Wolfgang Kurek | 09. Mai 2023
Ohne Ausbildung auf den Arbeitsmarkt?
Das Recht auf Bildung verwirklichen
In einer Kabinettsklausur in Meseberg im Sommer 2022 bezeichnete die Bundesregierung die Berufsausbildung als wichtigste Ausbildungsform in Deutschland. Deshalb sei es ihr Bestreben – so Bundeskanzler Olaf Scholz – alles dafür zu tun, „dass möglichst viele junge Leute eine solche Bildung ergreifen“. Mit Blick auf die Realität ist dies ein überaus ambitioniertes Ziel. Auch wenn das duale System aus Berufsschule und betrieblicher Qualifikation zweifelsohne Vorzüge hat, steht es derzeit mächtig unter Druck: Nach Regierungsangaben blieb im Jahre 2021 die Zahl der 466.200 neuen Ausbildungsverträge noch immer 9% hinter dem Vor-Coronajahr 2019 zurück. Und das Institut für Arbeitsmarkt- und Berufsforschung (IAB) errechnete, dass derzeit 2,3 Millionen Erwachsene zwischen 20 und 34 Jahren hierzulande keinen Berufsabschluss haben, fast jeder sechste in dieser Altersgruppe. Können wir es uns als Gesellschaft leisten, dass so viele ohne Ausbildung in den Arbeitsmarkt kommen?

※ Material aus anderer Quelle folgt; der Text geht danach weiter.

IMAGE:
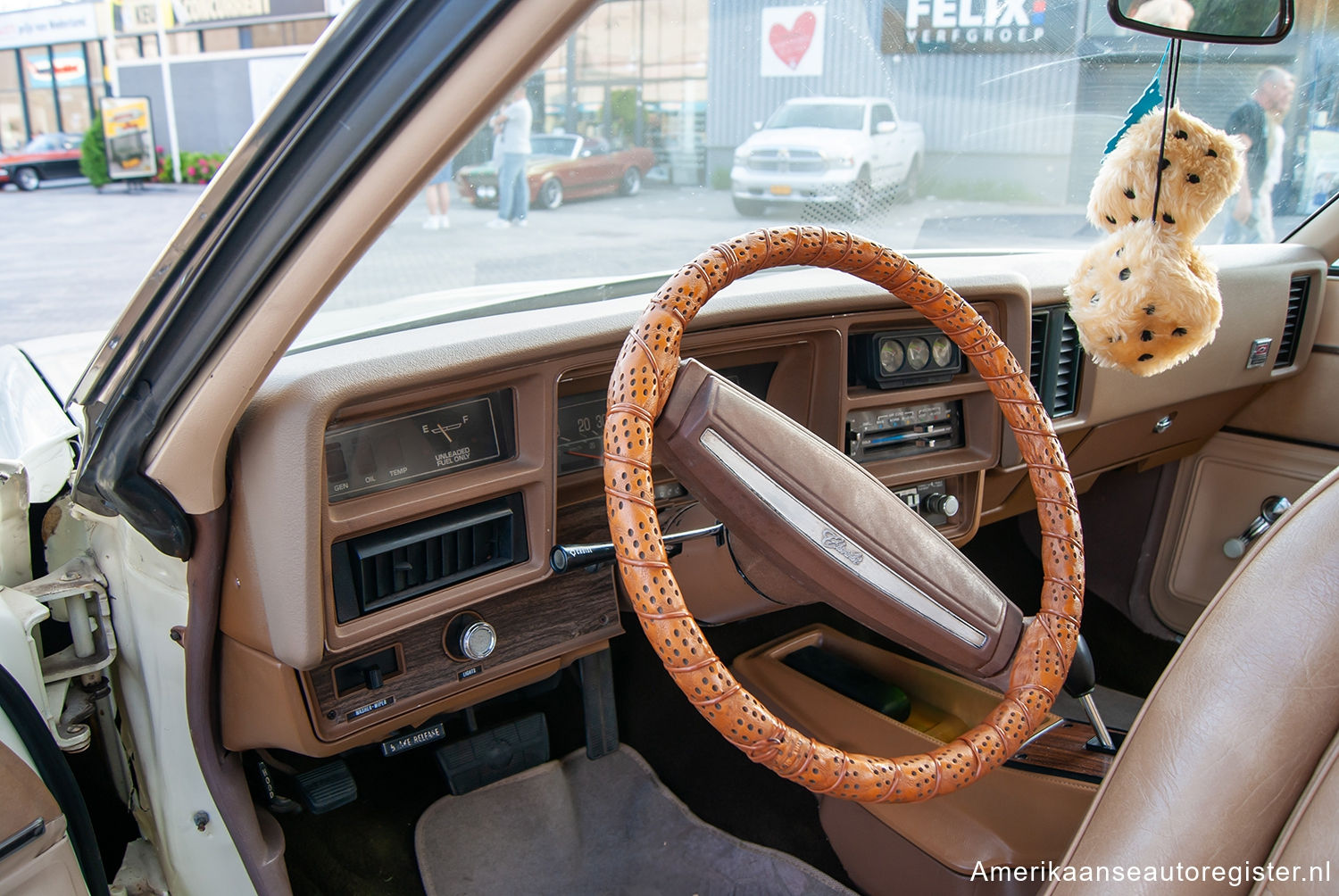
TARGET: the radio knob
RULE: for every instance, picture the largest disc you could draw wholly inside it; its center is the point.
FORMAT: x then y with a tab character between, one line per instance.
936	502
477	641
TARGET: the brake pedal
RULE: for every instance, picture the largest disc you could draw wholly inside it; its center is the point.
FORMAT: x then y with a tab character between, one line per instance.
495	754
324	788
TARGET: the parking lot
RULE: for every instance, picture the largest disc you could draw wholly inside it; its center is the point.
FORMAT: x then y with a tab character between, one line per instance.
74	256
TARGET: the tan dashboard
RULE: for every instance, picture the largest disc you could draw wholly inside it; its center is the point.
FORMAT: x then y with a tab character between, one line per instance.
395	500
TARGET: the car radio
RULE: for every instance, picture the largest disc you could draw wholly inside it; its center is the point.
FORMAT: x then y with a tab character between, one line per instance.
902	431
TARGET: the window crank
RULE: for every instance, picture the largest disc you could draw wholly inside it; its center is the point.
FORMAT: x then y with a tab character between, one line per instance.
1271	510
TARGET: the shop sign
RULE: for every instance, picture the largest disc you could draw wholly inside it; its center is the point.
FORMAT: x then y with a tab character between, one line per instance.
63	69
197	11
979	26
67	23
128	133
793	42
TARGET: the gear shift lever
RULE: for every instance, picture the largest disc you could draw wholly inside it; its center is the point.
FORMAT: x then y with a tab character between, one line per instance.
1079	684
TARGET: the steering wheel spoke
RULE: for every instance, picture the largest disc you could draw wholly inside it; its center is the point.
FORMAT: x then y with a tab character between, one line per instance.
728	449
814	526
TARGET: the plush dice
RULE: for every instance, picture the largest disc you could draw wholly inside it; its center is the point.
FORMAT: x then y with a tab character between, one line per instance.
1144	297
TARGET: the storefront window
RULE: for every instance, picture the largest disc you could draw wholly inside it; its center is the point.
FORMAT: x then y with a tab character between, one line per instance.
221	39
12	133
42	101
70	74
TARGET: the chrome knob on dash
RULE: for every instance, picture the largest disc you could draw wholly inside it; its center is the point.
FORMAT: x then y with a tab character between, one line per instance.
478	639
945	504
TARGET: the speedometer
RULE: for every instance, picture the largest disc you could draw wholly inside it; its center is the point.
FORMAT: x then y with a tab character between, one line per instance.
580	431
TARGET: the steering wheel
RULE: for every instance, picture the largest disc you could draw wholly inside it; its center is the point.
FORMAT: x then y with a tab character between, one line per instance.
639	391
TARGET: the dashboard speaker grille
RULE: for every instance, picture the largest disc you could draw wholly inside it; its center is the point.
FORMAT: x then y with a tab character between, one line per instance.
1298	294
1055	361
385	568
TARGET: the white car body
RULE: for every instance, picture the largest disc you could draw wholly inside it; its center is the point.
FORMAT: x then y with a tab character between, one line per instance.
784	163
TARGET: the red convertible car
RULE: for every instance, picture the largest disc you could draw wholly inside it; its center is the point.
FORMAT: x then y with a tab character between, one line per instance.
45	158
564	166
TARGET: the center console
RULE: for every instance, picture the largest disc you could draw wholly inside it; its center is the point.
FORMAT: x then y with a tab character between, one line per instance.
1023	813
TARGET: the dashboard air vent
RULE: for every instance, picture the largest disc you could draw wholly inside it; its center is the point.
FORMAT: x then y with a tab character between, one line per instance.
1057	361
1298	294
383	568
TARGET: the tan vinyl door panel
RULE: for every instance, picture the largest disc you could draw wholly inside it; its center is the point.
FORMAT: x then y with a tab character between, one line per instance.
1280	442
1302	407
37	858
1218	494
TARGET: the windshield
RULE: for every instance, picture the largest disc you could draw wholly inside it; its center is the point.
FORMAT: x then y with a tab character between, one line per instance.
846	118
1001	131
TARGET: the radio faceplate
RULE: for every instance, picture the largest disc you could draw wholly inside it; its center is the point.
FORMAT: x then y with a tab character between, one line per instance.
902	431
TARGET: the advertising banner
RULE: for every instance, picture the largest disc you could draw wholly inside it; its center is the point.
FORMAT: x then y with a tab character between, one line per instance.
128	133
792	42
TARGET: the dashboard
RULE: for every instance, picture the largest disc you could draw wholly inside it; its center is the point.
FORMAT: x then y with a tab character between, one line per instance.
396	499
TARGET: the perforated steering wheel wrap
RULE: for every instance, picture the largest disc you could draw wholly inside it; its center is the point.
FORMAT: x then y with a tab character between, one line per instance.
639	387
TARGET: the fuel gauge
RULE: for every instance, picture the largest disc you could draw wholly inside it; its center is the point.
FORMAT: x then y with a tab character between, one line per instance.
918	353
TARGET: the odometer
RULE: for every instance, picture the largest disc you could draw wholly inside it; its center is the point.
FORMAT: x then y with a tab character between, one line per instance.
382	454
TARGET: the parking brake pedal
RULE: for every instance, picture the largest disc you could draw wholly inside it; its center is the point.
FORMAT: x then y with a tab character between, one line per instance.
495	754
324	788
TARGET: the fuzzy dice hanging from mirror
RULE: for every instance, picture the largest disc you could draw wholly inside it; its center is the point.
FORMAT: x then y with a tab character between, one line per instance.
1144	297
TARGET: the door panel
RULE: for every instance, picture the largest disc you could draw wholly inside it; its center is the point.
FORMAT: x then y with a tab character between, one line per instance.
1218	494
1282	442
35	853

Natürlich nicht, denn es geht stets um den Menschen und um das Gemeinwohl, das Papst Johannes Paul II. in seiner Enzyklika Sollicitudo rei socialis „als das Wohl aller und eines jeden“ (38) bezeichnet. Arbeit dient daher aus sozialethischer Sicht auch der Selbstverwirklichung des Menschen und bringt sein Dasein als Person zum Ausdruck. Insofern erweisen sich Bildung und berufliche Qualifikation als Schlüssel für ein gelingendes Leben, materielle Sicherheit und gesellschaftliche Teilhabe. Menschen ohne Berufsabschluss, die häufig unfreiwillig arbeitslos oder im Niedriglohnbereich tätig sind, können diese Chance nicht ergreifen. Dabei sei auch auf die soziale Dimension der Arbeit verwiesen, die nach Auffassung der katholischen Soziallehre Quelle des gesellschaftlichen Wohlstands ist. Dass es sich hierbei nicht um leere Worthülsen handelt, spüren wir am Fachkräftemangel, der nicht nur die Wettbewerbsfähigkeit Deutschlands, sondern vielerorts auch die Lebensqualität beeinträchtigt. Auch aus dieser Perspektive liegt es nahe, das vorhandene Arbeitskräftepotential zu nutzen und durch berufliche Qualifikation gegenzusteuern.
Was also ist zu tun? Es wäre zu billig, die 2,3 Millionen Unqualifizierten als Faulenzer abzutun, die man nur hart genug an die Kandare nehmen müsse. Auch der gut gemeinte Rat, hier Überzeugungsarbeit zu leisten, hilft nicht viel weiter, wenn man bedenkt, dass nach den Zahlen des IAB 64% der Ungelernten keinen Schulabschluss haben. Diesen Menschen fehlen schulische Erfolgserlebnisse, sie sind das Lernen kaum gewohnt und dürften verbal schwer motivierbar sein. Somit kommt es darauf an, sie zu befähigen, Bildungserfahrung als etwas Gewinnbringendes wahrzunehmen. Vor allem aber kommt es darauf an, diesen Ansatz auch im schulischen Unterricht zu verfolgen, um angesichts des Zusammenhangs von fehlendem Schul- und Berufsabschluss die Zahl der beruflich Unqualifizierten künftig gering zu halten. Kinder mit individuellen Nachteilen, aus bildungsfernem Elternhaus oder mit schwierigem Sozialverhalten bedürfen einer professionellen Förderung, die über Klassenwiederholungen oder Schulwechsel hinausgeht. Das gleiche Recht auf Bildung, das von der Christlichen Soziallehre gefordert wird, lässt sich bisweilen nur durch eine hohe Sensibilität für das jeweils Notwendige verwirklichen und ist eine echte Herausforderung für unseren Sozialstaat!